Boulder’s prosperous economy provides the financial foundation for many of our most prized community investments, including thousands of acres of open space, arts and culture attractions, energy efficiency and climate action programs, let alone helping to finance such necessities as transportation infrastructure and emergency response services. To the extent there are further community needs we must address, the right way to allocate the associated costs is through a comprehensive evaluation of trade-offs by our professional staff and elected leadership, along with extensive public review. By contrast, the proposed “Development Shall Pay Its Own Way” initiative creates a recipe for political gridlock and puts the city at risk of burdensome and expensive lawsuits over the nexus between development impacts and fees.

Make no mistake — the Boulder Chamber and our membership embody the spirit of our tagline: “We Build Community Through Business.” Indeed, we are all privileged to live in this wonderful place and, similarly, we are privileged to have so many responsible businesses that help to make it so wonderful. Along with their employees, our local businesses care deeply about the future social, environmental and economic welfare of this community.

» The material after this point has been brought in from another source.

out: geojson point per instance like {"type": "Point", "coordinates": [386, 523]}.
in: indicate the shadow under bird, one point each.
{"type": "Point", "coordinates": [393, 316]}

That is why, on behalf of our business membership, the Boulder Chamber is compelled to alert our fellow citizens about threats to our economy and quality of life, such as the two proposed ballot initiatives that will be in circulation and in search of your signature.

Reject the Sirens’ call and decline to sign the petitions for the “Neighborhoods’ Right to Vote” and “Development Shall Pay Its Own Way” initiatives!

John Tayer is president and CEO of the Boulder Chamber of Commerce.